AU Microscopii ist mit freiem Auge nicht zu sehen, dafür aber der hellste Stern des Sternbildes. Zumindest außerhalb der hell erleuchteten Städte sollte es möglich sein, den Stern Gamma Microscopii zu sehen. Heute ist er 229 Lichtjahre von der Sonne entfernt. Man hat allerdings herausgefunden, dass er uns vor 3,8 Milliarden Jahren viel näher war: Damals war er nur 6 Lichtjahre entfernt und war eines der hellsten Objekte an unserem Himmel.
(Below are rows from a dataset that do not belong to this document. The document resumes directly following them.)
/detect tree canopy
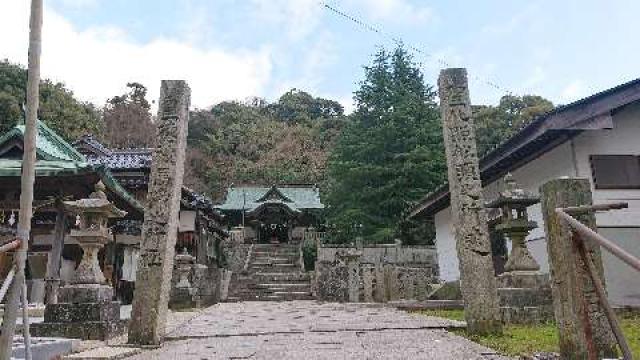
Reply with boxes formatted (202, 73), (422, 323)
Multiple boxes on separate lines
(103, 82), (155, 148)
(474, 95), (554, 156)
(185, 90), (348, 200)
(0, 59), (102, 141)
(324, 47), (446, 244)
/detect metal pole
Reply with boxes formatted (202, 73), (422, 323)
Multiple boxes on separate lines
(0, 0), (42, 358)
(573, 232), (633, 359)
(556, 210), (640, 273)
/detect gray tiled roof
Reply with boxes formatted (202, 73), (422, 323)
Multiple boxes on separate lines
(85, 148), (153, 170)
(217, 185), (324, 211)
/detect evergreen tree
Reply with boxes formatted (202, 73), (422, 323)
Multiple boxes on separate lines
(325, 46), (446, 244)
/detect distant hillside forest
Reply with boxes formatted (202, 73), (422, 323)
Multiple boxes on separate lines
(0, 48), (554, 244)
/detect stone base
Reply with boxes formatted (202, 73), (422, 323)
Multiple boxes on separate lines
(497, 271), (549, 288)
(497, 272), (553, 324)
(59, 284), (114, 303)
(31, 320), (127, 341)
(32, 300), (125, 340)
(45, 302), (120, 323)
(501, 305), (554, 325)
(169, 287), (198, 310)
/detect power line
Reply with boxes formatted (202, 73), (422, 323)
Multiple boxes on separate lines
(318, 1), (515, 96)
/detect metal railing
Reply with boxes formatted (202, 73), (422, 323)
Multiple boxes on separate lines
(556, 202), (639, 360)
(0, 238), (31, 359)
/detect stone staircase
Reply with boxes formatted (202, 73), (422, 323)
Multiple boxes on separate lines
(227, 243), (314, 302)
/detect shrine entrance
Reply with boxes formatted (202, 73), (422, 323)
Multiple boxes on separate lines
(250, 203), (296, 244)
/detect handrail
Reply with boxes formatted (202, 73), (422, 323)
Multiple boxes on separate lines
(556, 209), (640, 273)
(556, 203), (638, 360)
(241, 244), (253, 275)
(0, 239), (21, 253)
(0, 266), (16, 302)
(298, 239), (305, 272)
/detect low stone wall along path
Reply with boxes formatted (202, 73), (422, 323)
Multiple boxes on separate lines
(127, 301), (510, 359)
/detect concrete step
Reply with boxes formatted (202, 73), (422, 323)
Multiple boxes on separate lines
(251, 259), (296, 266)
(252, 256), (297, 262)
(254, 273), (311, 282)
(235, 292), (315, 301)
(250, 264), (301, 272)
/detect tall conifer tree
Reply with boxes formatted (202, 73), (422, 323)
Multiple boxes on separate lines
(326, 46), (446, 243)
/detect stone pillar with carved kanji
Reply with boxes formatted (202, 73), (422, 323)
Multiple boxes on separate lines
(129, 80), (190, 345)
(32, 182), (128, 340)
(439, 68), (502, 335)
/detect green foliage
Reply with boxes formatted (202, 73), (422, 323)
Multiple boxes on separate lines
(302, 239), (317, 271)
(103, 82), (154, 148)
(427, 281), (462, 300)
(0, 59), (102, 141)
(414, 309), (465, 321)
(186, 90), (348, 200)
(325, 46), (446, 244)
(416, 310), (640, 358)
(474, 95), (554, 156)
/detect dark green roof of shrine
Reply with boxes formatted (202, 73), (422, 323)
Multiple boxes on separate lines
(217, 185), (324, 212)
(0, 122), (144, 214)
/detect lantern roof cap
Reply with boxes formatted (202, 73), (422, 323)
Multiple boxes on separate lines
(486, 173), (540, 209)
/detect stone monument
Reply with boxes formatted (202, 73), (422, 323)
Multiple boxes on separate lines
(169, 248), (196, 310)
(129, 80), (190, 345)
(487, 174), (552, 324)
(32, 182), (127, 340)
(337, 248), (362, 302)
(438, 68), (502, 335)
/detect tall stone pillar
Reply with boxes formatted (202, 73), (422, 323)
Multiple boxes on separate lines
(540, 178), (616, 359)
(129, 80), (191, 345)
(438, 68), (502, 335)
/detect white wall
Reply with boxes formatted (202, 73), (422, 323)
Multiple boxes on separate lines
(433, 102), (640, 305)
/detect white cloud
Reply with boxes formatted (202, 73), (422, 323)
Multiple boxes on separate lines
(560, 80), (587, 103)
(0, 2), (273, 110)
(355, 0), (435, 25)
(250, 0), (322, 41)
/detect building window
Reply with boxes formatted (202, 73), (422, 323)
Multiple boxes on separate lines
(590, 155), (640, 189)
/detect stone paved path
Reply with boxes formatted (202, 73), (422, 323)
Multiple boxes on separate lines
(127, 301), (510, 360)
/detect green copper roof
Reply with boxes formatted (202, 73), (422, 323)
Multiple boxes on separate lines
(0, 120), (86, 162)
(0, 122), (144, 214)
(217, 185), (324, 212)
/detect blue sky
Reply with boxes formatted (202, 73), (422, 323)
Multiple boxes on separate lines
(1, 0), (639, 112)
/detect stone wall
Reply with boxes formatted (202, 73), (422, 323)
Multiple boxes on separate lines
(222, 241), (251, 273)
(314, 245), (439, 302)
(169, 262), (229, 309)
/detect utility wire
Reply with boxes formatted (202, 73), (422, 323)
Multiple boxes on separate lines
(319, 1), (515, 96)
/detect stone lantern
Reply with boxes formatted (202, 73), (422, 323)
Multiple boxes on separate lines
(32, 181), (128, 340)
(64, 181), (127, 292)
(486, 173), (540, 272)
(486, 174), (552, 324)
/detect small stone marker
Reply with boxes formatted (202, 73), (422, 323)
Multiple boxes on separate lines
(540, 178), (616, 358)
(128, 80), (191, 346)
(438, 68), (502, 335)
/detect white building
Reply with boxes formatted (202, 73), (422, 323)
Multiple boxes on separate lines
(409, 78), (640, 307)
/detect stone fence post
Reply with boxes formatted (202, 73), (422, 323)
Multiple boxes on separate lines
(540, 178), (616, 359)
Mit AU Microscopii kann Gamma aber in Sachen astronomischer Relevanz nicht mithalten. Genau so wenig wie so gut wie alle anderen Sterne dort. Es gibt noch ein paar weitere Sterne mit veränderlicher Helligkeit. Es gibt ein paar Sterne, bei denen man schon Planeten entdeckt hat; zum Beispiel WASP-7, der von einem jupitergroßen Himmelskörper in sehr enger Umlaufbahn umkreist wird. Es gibt in dieser Region des Himmels eine Anhäufung von Galaxien, den „Microscopium Supercluster“ der aber ebenfalls bis jetzt kaum das Interesse der Astronomen erweckt hat. Ein schwach sichtbarer Sternschnuppenschauer, die Microscopiden, sausen im Juni und Juli ausgehend vom Sternbild über unseren Himmel. Im Jahr 2011 haben Astronomen im Mikroskop eine Supernova in einer fernen Galaxie beobachtet. Und seit 1997 kennt man dort auch einen Pulsar.
Ein klein wenig interessant ist allerdings noch der Stern DD Microscopii. Es handelt sich dabei eigentlich um ein Doppelsternsystem, das aus einem großen orange leuchtenden Riesenstern und einem weißen Zwerg besteht. Beide umkreisen einander in sehr engen Umlaufbahnen und kommen sich dabei so nahe, dass sie einander beeinflussen. Beide Sterne enthalten nur wenig schwere Elemente und sie stehen hoch über der Ebene der Milchstraße. Das ist ein Zeichen dafür, dass DD Microscopii seinen Urspung in den äußersten Regionen unserer Galaxie hat, in der sogenannten „Halo“ die die Scheibe der Milchstraße kugelförmig umgibt und hauptsächlich von alten Sternen bevölkert ist.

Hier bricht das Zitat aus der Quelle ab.